Bravo ! Vous êtes arrivés au chapitre 2, toutes mes félicitations, je n'en attendais pas tant de vous ! Continuez comme ça !
Je ferais pas dans le détail… vous avez lu mes petites explications au début du chap. 1 quant à la naissance de cette fic…
Disclaimer : tous les personnages de FMA appartiennent à Hiromu Arakawa (la veinarde ! j'aimerais bien que Roy m'appartienne, moi… ok, ok, je vais me pendre… )
UNE MISSION POUR LE MOINS INCONGRUE
Chapitre 2
- Résumons la situation, Al. Il y a deux semaines, on est tranquillement en train de faire du « tourisme » dans l'Est quand on reçoit un télégramme du lieutenant nous attribuant une mission, soi-disant sous ordres du colonel. On râle un coup…
- TU râles un coup, frérot, souligna Alphonse.
- Qu'est-ce que ça change ? répliqua un Ed vexé. Ensuite, on part illico presto vers ladite mission pour en finir au plus vite, on débarque dans un charmant village touristique censé être un patelin paumé, et là, on s'aperçoit qu'il n'y a eu aucun meurtre et qu'on a fait le chemin pour rien. Et la cerise sur le gâteau, il faut qu'on rentre à Central pour que j'aille rendre mon rapport inexistant à Mustang. Et là, entre quelques vannes, il me dit qu'il n'a jamais entendu parler de cette histoire…
- C'est louche, murmura Al.
Edward soupira et se roula sur le côté, de façon à voir son frère.
Le colonel avait fini par les renvoyer le temps de joindre le lieutenant. Il leur avait néanmoins ordonné de rester à Central pour être à proximité tant que l'affaire ne serait pas tirée au clair. Les frères avaient donc loué une chambre dans une auberge miteuse de banlieue, avaient défait leurs affaires. Puis ils s'étaient allongés un peu pour se reposer du voyage (bien qu'Al n'en ait aucunement besoin), et ils avaient commencé à faire le point.

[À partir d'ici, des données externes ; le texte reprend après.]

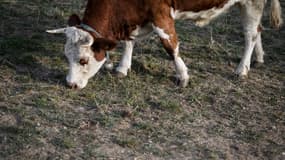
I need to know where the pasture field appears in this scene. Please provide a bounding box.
[0,0,285,160]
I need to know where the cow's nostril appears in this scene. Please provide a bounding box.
[67,83,78,89]
[72,84,78,89]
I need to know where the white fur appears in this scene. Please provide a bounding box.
[170,0,240,26]
[116,41,135,76]
[60,27,106,89]
[255,33,264,63]
[174,45,189,81]
[235,1,264,76]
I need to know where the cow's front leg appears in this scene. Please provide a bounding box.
[116,41,135,77]
[153,17,189,87]
[235,3,264,78]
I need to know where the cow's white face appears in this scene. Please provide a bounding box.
[64,28,105,89]
[48,27,106,89]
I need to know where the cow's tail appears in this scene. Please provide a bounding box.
[270,0,283,29]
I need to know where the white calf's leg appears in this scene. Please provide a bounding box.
[255,32,264,63]
[235,3,262,77]
[116,41,135,76]
[174,45,189,87]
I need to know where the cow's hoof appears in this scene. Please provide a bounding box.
[252,61,264,68]
[104,62,114,71]
[178,78,189,88]
[116,72,127,78]
[234,73,248,80]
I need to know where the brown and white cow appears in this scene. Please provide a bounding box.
[47,0,282,88]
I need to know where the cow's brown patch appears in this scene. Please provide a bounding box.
[174,0,229,12]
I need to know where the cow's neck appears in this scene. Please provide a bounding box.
[82,0,114,39]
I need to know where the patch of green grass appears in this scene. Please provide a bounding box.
[51,137,75,149]
[113,136,140,149]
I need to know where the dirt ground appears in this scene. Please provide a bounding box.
[0,0,285,160]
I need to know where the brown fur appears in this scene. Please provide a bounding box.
[77,0,228,60]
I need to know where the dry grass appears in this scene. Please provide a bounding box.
[0,0,285,160]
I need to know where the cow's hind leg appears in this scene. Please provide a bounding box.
[153,12,189,87]
[235,0,264,77]
[255,27,264,64]
[116,41,135,77]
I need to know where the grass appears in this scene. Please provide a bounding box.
[0,0,285,160]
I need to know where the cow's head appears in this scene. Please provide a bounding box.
[47,15,116,89]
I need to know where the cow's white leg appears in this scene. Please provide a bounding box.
[153,12,189,87]
[174,44,189,87]
[255,31,264,63]
[116,41,135,76]
[235,2,263,77]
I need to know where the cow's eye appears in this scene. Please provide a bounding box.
[79,58,89,66]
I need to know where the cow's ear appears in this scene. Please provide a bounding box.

- Si tu veux mon avis, on s'est fait manipulés en beauté. Si le lieutenant déclare qu'elle ne nous a jamais envoyé le moindre télégramme…
- Ca va nous faire du boulot en plus, conclut Al avec une pointe de fatigue dans la voix.
Ed ne répondit pas et pivota pour se remettre à fixer le plafond, lequel était orné de magnifiques taches de moisissures colorées.
- D'après ce que Falman m'a dit, Hughes est malade… On pourrait aller lui rendre visite, suggéra Al.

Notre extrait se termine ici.